The Architect’s Newspaper is helping to remind us of our untapped potential. Buffalo is featured as one of the “30 US communities that are in various stages of exploring plans to take down elevated highways.” Other cities spotlighted in the article are: Portland, Oregon (I-5), Syracuse, New York (I-81), New Orleans (Claiborne Expressway, I-10), Austin, Texas (I-35), Denver (I-70), Tampa, Florida (I-275), Oakland, California (I-980), Dallas (I-345), and Louisville, Kentucky (I-64). Buffalo was the only city that featured a powerful rendering that demonstrates the aesthetic nature of the vision.
Buffalo, New York (Kensington and Scajaquada Expressways)
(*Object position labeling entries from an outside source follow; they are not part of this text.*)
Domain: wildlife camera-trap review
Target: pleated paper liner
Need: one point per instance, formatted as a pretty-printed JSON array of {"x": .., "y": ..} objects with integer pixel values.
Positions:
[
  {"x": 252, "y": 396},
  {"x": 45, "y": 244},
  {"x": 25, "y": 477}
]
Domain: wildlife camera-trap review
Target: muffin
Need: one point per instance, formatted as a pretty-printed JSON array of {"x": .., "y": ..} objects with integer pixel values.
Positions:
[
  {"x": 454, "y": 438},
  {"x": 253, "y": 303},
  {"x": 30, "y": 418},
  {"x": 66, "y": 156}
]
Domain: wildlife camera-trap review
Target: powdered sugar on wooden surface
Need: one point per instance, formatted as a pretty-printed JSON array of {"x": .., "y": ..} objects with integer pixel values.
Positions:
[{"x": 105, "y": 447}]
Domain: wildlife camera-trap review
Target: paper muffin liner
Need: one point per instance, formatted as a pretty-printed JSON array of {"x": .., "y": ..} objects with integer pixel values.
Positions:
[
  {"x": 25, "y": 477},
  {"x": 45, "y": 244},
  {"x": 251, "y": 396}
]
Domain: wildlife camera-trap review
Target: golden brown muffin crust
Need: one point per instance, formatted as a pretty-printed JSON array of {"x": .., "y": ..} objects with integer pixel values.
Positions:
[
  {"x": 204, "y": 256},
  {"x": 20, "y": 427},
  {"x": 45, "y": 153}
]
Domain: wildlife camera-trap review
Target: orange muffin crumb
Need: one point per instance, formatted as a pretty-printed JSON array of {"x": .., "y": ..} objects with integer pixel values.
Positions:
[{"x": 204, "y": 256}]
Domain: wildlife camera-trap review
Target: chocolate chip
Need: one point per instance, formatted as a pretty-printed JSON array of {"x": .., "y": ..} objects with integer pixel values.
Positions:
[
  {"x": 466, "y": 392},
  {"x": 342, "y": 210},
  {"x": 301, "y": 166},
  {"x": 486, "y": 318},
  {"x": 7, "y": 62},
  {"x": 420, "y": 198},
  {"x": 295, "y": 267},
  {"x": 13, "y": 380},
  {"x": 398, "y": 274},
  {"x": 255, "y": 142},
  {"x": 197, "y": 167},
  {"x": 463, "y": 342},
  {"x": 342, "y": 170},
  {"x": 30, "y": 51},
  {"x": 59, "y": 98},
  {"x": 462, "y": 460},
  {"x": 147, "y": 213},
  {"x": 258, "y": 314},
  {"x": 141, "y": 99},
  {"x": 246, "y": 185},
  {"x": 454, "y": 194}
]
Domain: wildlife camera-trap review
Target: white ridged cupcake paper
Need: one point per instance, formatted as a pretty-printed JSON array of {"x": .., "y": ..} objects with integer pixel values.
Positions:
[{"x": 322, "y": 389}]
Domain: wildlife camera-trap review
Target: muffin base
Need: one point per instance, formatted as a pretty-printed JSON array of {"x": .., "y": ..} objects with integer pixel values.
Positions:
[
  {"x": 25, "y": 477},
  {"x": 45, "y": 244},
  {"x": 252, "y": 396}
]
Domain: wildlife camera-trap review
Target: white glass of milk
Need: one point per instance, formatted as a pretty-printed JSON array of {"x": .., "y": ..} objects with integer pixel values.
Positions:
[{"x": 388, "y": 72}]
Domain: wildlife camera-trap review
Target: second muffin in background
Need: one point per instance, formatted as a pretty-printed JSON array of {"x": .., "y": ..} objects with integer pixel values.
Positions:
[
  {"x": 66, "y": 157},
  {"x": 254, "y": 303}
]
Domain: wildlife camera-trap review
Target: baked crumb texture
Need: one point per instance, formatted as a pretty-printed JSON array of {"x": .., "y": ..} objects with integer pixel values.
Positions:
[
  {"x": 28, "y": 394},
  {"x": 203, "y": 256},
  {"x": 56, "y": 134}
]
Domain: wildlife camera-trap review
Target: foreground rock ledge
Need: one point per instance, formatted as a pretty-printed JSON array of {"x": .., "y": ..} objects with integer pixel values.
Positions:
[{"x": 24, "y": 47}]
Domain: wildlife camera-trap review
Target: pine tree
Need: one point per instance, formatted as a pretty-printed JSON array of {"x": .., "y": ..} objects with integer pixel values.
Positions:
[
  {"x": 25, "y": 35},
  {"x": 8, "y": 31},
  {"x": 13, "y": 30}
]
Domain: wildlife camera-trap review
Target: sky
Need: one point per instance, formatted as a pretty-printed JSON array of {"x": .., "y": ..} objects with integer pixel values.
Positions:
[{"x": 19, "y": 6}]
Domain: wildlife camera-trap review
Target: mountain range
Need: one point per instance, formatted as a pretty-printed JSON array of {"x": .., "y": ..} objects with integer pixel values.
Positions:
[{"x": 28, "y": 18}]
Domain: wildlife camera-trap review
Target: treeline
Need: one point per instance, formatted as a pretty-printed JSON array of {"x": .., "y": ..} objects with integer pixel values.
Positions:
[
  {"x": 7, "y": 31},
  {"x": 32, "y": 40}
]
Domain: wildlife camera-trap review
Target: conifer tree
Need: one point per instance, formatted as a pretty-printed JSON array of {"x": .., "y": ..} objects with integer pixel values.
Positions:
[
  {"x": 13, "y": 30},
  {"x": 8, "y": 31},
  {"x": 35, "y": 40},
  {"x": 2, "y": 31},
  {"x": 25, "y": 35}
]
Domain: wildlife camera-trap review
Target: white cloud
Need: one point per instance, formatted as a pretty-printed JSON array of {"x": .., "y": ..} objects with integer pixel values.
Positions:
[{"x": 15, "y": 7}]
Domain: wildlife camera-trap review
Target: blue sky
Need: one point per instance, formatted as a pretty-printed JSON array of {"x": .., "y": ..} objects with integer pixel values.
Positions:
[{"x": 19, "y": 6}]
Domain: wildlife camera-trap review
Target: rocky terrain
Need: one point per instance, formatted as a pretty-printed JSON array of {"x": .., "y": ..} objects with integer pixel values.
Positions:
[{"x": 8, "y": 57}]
Fans of Frederick Law Olmsted and others are leading an effort to remove the Kensington (Route 33) and Scajaquada (Route 198) Expressways, which cut through two city parks that are part of an Olmsted-designed park system. The Restore Our Community Coalition, the Scajaquada Corridor Coalition, GObike, and the Olmsted Parks Conservancy are among the groups working to restore the parks in keeping with Olmsted’s designs. The state has hired Stantec to complete a regional transportation study, and the first public engagement session for that work is expected to take place in June.